The Company, its directors and certain of its executive officers are participants in the solicitation of proxies from the Company’s stockholders in connection with the Company’s 2017 Annual Meeting of Stockholders. The Company has filed a proxy statement and white proxy card with the U.S. Securities and Exchange Commission (the “SEC”) in connection with such solicitation. STOCKHOLDERS OF THE COMPANY ARE STRONGLY ENCOURAGED TO READ SUCH PROXY STATEMENT, ACCOMPANYING WHITE PROXY CARD AND ALL OTHER DOCUMENTS FILED WITH THE SEC CAREFULLY AND IN THEIR ENTIRETY WHEN THEY BECOME AVAILABLE AS THEY WILL CONTAIN IMPORTANT INFORMATION. Information regarding the identity of potential participants, and their direct or indirect interests, by security holdings or otherwise, are set forth in the definitive proxy statement and other materials filed with the SEC in connection with the 2017 Annual Meeting of Stockholders. Stockholders can obtain the proxy statement, any amendments or supplements to the proxy statement, and any other documents filed by the Company with the SEC at no charge at the SEC’s website at www.sec.gov. These documents are also available at no charge at the Company’s website at www.frgi.com in the section “Investor Relations.”

 

Forward-Looking Statements

Except for the historical information contained in this news release, the matters addressed are forward-looking statements.
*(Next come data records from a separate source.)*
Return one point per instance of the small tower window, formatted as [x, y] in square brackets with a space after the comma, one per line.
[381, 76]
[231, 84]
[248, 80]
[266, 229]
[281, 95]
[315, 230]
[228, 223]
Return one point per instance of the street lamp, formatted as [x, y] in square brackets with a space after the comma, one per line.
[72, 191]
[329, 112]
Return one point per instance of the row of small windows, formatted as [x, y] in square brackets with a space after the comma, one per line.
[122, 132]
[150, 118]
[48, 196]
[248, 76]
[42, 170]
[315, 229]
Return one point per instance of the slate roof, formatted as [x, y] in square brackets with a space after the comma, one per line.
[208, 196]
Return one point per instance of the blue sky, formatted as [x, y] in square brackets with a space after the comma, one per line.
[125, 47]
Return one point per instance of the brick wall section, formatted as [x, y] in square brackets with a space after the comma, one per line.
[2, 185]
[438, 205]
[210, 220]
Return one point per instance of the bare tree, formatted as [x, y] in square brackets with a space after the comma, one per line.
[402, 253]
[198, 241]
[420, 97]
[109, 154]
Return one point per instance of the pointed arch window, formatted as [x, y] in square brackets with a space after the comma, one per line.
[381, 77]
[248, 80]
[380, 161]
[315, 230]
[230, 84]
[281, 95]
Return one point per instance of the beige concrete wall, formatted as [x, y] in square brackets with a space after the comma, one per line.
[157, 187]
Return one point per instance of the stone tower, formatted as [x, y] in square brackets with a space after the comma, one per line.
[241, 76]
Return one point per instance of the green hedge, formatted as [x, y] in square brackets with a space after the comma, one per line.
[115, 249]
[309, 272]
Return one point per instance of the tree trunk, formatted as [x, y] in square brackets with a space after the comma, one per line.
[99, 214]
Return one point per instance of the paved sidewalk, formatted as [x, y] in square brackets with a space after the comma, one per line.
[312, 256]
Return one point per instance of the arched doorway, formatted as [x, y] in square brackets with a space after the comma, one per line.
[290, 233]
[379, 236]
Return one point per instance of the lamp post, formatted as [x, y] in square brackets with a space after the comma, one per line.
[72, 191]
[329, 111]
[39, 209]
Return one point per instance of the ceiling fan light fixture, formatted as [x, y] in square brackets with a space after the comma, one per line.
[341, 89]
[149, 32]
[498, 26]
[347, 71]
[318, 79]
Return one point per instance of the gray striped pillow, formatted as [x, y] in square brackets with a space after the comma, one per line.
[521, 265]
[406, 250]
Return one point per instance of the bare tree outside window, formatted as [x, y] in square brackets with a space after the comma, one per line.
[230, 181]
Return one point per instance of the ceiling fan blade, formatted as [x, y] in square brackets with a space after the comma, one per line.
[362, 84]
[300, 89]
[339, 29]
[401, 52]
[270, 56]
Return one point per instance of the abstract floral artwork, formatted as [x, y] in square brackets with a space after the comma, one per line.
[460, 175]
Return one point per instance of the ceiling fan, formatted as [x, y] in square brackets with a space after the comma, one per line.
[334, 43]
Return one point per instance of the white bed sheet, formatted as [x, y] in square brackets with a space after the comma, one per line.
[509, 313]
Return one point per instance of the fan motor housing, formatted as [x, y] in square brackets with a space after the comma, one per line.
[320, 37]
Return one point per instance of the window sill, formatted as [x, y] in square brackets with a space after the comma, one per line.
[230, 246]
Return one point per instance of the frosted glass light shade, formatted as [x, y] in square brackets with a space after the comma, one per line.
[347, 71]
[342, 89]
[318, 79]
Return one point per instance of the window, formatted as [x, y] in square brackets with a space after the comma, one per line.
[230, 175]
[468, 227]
Forward-looking statements, written, oral or otherwise made, represent Fiesta’s expectation or belief concerning future events. Without limiting the foregoing, these statements are often identified by the words “may,” “might,” “believes,” “thinks,” “anticipates,” “plans,” “expects,” “intends” or similar expressions. In addition, expressions of Fiesta’s strategies, intentions or plans are also forward-looking statements. Such statements reflect management’s current views with respect to future events and are subject to risks and uncertainties, both known and unknown. You are cautioned not to place undue reliance on these forward-looking statements as there are important factors that could cause actual results to differ materially from those in forward-looking statements, many of which are beyond Fiesta’s control. Investors are referred to the full discussion of risks and uncertainties as included in Fiesta’s filings with the Securities and Exchange Commission.